Of the 5 listed iron components, I used perhaps RAID and a netbook as a temporary NAS. However, due to the lack of USB3 support in the netbook, RAID didn’t use all the speed potential.

Life goals

Since working with RAID was not optimal when using a netbook, I set myself the following goals to get the best configuration:

1. NAS with USB3 and gigabit ethernet;
2. the best way to manage software on a device;
3. (bonus) the ability to stream multimedia content from RAID to Fire TV.

Since none of the available devices supported USB3 and gigabit ethernet, unfortunately, I had to make additional purchases. The choice fell on the board ROC-RK3328-CC . She had all the necessary specifications and sufficient support for operating systems.

Having solved my hardware needs (and awaiting the arrival of this solution), I switched to the second goal.

Software management on the device

Part of my past projects related to development boards failed due to insufficient attention to reproducibility and documentation issues. When creating a new configuration for my current needs, I did not bother to write down either the steps taken or the links to the publications on the blogs I followed. And when, after months or years, something went wrong and I tried to fix the problem, I did not have an understanding of how everything was originally arranged.

So I told myself that this time everything will be different!



And he turned to what I know well enough - to Kubernetes.

Although K8s is too hard a solution to a rather simple problem, after almost three years of managing clusters using various tools (own, kops, etc.) in my main job, I am very familiar with this system. In addition, deploying K8s outside the cloud environment, and even on ARM devices, all this seemed to be an interesting task.

I also thought that since the available hardware does not satisfy the necessary requirements for the NAS, I will try to at least assemble a cluster from it and, possibly, some software that is not so demanding of resources will be able to work on older devices.

Kubernetes on ARM

At work, I did not have the opportunity to use the kubeadm utility to deploy clusters, so I decided that now was the time to try it in action.

Raspbian was chosen as the operating system because it is famous for better support of the boards I have.

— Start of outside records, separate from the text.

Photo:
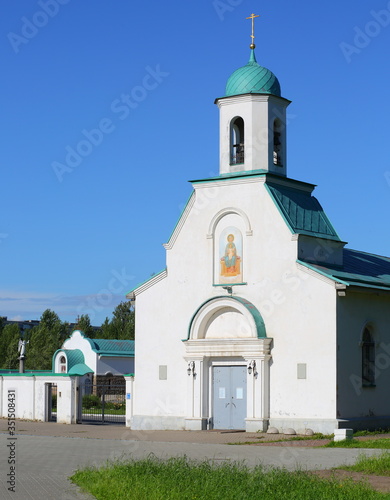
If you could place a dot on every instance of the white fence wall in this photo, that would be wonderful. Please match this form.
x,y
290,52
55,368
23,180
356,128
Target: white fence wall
x,y
26,397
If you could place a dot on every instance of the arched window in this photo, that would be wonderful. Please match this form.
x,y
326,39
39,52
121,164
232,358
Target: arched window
x,y
277,149
62,364
237,141
368,359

I found a good article on setting up Kubernetes on Raspberry Pi using HypriotOS. Since I was not sure about the availability of HypriotOS for all of my boards, I adapted these instructions for Debian / Raspbian.

Required components

For a start, the installation of the following tools was required:

• Docker,
• kubelet
• kubeadm
• kubectl.

The docker should be installed using a special script - the convenience script (as indicated for the Raspbian use case).

 curl -fsSL https://get.docker.com -o get-docker.sh sudo sh get-docker.sh 

After that, I installed the Kubernetes components according to the instructions from the Hypriot blog, adapting them so that specific dependencies are used for all dependencies:

 curl -s https://packages.cloud.google.com/apt/doc/apt-key.gpg | apt-key add - echo "deb http://apt.kubernetes.io/ kubernetes-xenial main" > /etc/apt/sources.list.d/kubernetes.list apt-get update apt-get install -y kubelet=1.13.1-00 kubectl=1.13.1-00 kubeadm=1.13.1-00 

Raspberry pi b

The first difficulty arose when trying to bootstrap a cluster on a Raspberry Pi B:

 $ kubeadm init Illegal instruction 

It turned out that the support for ARMv6 had been removed from Kubernetes . Well, I also have CubbieBoard and Banana Pi.

Banana pi

Initially, it seemed that the same sequence of actions for the Banana Pi would be more successful, but the kubeadm init command ended with a timeout when trying to wait for the control plane to work:

 error execution phase wait-control-plane: couldn't initialize a Kubernetes cluster 

Finding out what was happening with the containers using docker ps , I saw that both kube-controller-manager and kube-scheduler had been working for at least 4-5 minutes, but kube-api-server had risen only 1-2 minutes ago:

 $ docker ps CONTAINER ID COMMAND CREATED STATUS de22427ad594 "kube-apiserver --au…" About a minute ago Up About a minute dc2b70dd803e "kube-scheduler --ad…" 5 minutes ago Up 5 minutes 60b6cc418a66 "kube-controller-man…" 5 minutes ago Up 5 minutes 1e1362a9787c "etcd --advertise-cl…" 5 minutes ago Up 5 minutes 

Obviously, the api-server was dying, or the strontium process killed and restarted it.

While checking the logs, I saw very standard start-up procedures — there was a record of the start of listening to the safe port and a long pause before the appearance of numerous errors in TLS handshakes:

 20:06:48.604881 naming_controller.go:284] Starting NamingConditionController 20:06:48.605031 establishing_controller.go:73] Starting EstablishingController 20:06:50.791098 log.go:172] http: TLS handshake error from 192.168.1.155:50280: EOF 20:06:51.797710 log.go:172] http: TLS handshake error from 192.168.1.155:50286: EOF 20:06:51.971690 log.go:172] http: TLS handshake error from 192.168.1.155:50288: EOF 20:06:51.990556 log.go:172] http: TLS handshake error from 192.168.1.155:50284: EOF 20:06:52.374947 log.go:172] http: TLS handshake error from 192.168.1.155:50486: EOF 20:06:52.612617 log.go:172] http: TLS handshake error from 192.168.1.155:50298: EOF 20:06:52.748668 log.go:172] http: TLS handshake error from 192.168.1.155:50290: EOF 

And soon after this, the server is shutting down. Googling has led to this problem , indicating a possible reason for the slow operation of cryptographic algorithms on some ARM devices.

I went ahead and thought that maybe the api-server receives too many duplicate requests from the scheduler and controller-manager .

Extracting these files from the manifest directory will tell kubelet to stop the execution of the corresponding pods:

 mkdir /etc/kubernetes/manifests.bak mv /etc/kubernetes/manifests/kube-scheduler.yaml /etc/kubernetes/manifests.bak/ mv /etc/kubernetes/manifests/kube-controller-mananger.yaml /etc/kubernetes/manifests.bak/ 

Viewing the latest logs of the api-server showed that the process now went on, but still died after about 2 minutes. Then I remembered that the manifesto could contain liveness tests with timeouts that are too low for such a slow device.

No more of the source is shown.